Throughout his career, singer-songwriter Johnathan Rice has filled many roles. He's an accomplished solo artist and one-half of the alt-country duo Jenny and Johnny -- the other half being girlfriend and former Rilo Kiley frontwoman Jenny Lewis -- and he's collaborated with a laundry list notable musicians, among them Elvis Costello, whose 2008 album ‘Momofuku' he appears on on. Rice even channeled a young Roy Orbison in the 2005 Johnny Cash biopic ‘Walk the Line.’

But Rice’s third solo album, ‘Good Graces,’ finds the singer standing firmly on his own once more — save for a few key collaborations from the likes of Lewis, the Watson Twins and longboard surfer Chad Marshall.

‘Graces’ landed in September, three years after Jenny and Johnny’s 2010 debut, ‘I’m Having Fun Now.’ The new album is anchored by Rice’s signature rustic vocals, and it once again showcases his songwriting prowess, but it also finds Rice bringing his typically dark ruminations into lighter territory. The singer attributes the shift to his desire to write music that heals those around him, rather than perpetuating the troubled times that surrounded the album’s creation. To that end, ‘Graces’ offers startlingly sincere ballads (‘My Heart Belongs to You’), freewheeling romps (‘Lou Rider’) and no shortage of West Coast sunshine in its harmonies and twang.

We caught up with Rice mid-tour to chat about ‘Good Graces,’ writing healing music, the songs he and Lewis penned for the upcoming Anne Hathaway/Johnny Flynn film ‘Song One’ and the future of Jenny and Johnny.

You wanted ‘Good Graces’ to be a “healing” album, and it does have this calming, easy feeling to it. Could you expand on what your approach was in achieving that healing sound?

First and foremost, it’s just the intention of the songs I was writing and the production that I gave them. I guess unwittingly, the majority of my songs were always coming from a place of trying to be really cutting in my words.

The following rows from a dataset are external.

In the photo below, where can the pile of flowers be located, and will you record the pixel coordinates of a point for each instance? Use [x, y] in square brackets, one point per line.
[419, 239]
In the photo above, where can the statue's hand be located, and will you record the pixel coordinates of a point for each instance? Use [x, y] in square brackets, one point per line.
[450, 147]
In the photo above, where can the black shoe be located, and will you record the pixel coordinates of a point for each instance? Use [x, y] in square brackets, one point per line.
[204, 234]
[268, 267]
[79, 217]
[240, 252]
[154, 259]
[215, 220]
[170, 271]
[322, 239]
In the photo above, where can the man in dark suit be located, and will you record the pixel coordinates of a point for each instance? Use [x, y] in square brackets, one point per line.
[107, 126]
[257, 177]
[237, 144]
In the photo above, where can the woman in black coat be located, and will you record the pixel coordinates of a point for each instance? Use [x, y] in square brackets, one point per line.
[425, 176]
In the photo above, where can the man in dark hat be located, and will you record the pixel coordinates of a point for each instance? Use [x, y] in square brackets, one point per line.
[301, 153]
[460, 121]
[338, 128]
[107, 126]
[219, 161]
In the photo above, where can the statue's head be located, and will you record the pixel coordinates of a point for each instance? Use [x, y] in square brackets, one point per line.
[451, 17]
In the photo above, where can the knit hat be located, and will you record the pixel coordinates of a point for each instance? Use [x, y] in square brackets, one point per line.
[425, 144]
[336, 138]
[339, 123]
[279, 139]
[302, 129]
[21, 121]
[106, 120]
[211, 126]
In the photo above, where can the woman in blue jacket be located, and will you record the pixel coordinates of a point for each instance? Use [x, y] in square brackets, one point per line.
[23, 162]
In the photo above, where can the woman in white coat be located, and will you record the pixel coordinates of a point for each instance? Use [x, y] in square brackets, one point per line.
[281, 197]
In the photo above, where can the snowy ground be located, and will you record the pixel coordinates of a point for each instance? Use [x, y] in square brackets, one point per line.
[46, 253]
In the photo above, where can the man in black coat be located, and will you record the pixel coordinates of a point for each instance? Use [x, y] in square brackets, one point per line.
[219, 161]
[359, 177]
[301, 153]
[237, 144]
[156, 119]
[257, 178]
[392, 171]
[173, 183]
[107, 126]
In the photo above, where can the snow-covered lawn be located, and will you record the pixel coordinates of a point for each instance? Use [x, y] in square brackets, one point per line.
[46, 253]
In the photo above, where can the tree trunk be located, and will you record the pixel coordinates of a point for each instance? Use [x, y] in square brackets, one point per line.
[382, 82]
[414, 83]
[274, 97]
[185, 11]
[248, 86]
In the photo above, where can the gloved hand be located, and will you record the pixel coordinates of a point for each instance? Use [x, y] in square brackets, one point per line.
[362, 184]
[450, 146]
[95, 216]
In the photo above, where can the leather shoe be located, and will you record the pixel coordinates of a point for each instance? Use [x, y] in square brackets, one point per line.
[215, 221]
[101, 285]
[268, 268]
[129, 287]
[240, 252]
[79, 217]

With ‘My Heart Belongs to You,’ you’ve said writing a genuine love song was one of the more challenging things you’ve done, musically. Why do you think that is? 

You have to gather up a lot of courage to tell someone you love them, so I think the same goes for writing a song. It can be a little daunting [expressing] love in a song or being completely honest about it.

You have some collaborations on this album, but how was it transitioning from an entire album collaboration, with Jenny and Johnny, back to your solo work?

There could’ve been another Jenny and Johnny album right on the heels of ‘I’m Having Fun Now,’ which was our first one, but instead of putting the songs that we were writing together into an album, we kind of gave them to this film called ‘Song One.’ You know, it’s not hard and fast like that, but a lot of the collaborative songs we wrote went into that film, which has yet to come out, but it’ll come out at some point in 2014. That kind of left me with an urge to write a bunch of songs by myself. I think a lot of artists are that way, at least I’m that way, where if I do one project, I kind of have an urge to change it up for the next one. So because the Jenny and Johnny thing was so collaborative -- lyrically, vocally, the touring; everything about it was collaborative -- I went to New York to write ‘Good Graces’ almost in its entirety. I wrote it by myself.

I understand that you kind of had to step out of your skin a little bit to score ‘Song One,’ so in the same vein, how is it transitioning from writing your own music or even with Jenny and Johnny, to writing music to fill the roles of these characters?

It’s refreshing, because the characters we were writing for in the film, they have their own back stories that are not our own, and they have places that they’re from and relationships we don’t have, so it was fun to work within those parameters and not necessarily just write about ourselves, which is what we spend all of our time doing. But it was fun -- we were just trying to create their personalities, ‘cause we’re writing characters [who] are songwriters themselves. So what makes this guy? What makes his sound unique? There’s some resemblance to us for obvious reasons, but he’s his own guy as well.

So it’s a musical?

Right, of sorts. I mean, it’s not a musical like ‘The Pajama Game,’ where people spontaneously burst into song, but music is a key component. There’s a lot of performance in the film, but more performance in a real context, like someone being on stage or playing for some people in a room or something like that. The songs do tell a story alongside the script. They’re kind of their own form of dialogue, the way the characters communicate.

Can we expect to hear more from Jenny and Johnny or was that kind of a one-off thing?

I don’t know. I don’t shut the door on any project I’m involved in, but I think at the moment I’m very focused on touring this record, and I haven’t really begun to write a new batch of songs, so I’ll have to see where the new batch goes. And Jenny is hard at work on a solo record as well. Maybe.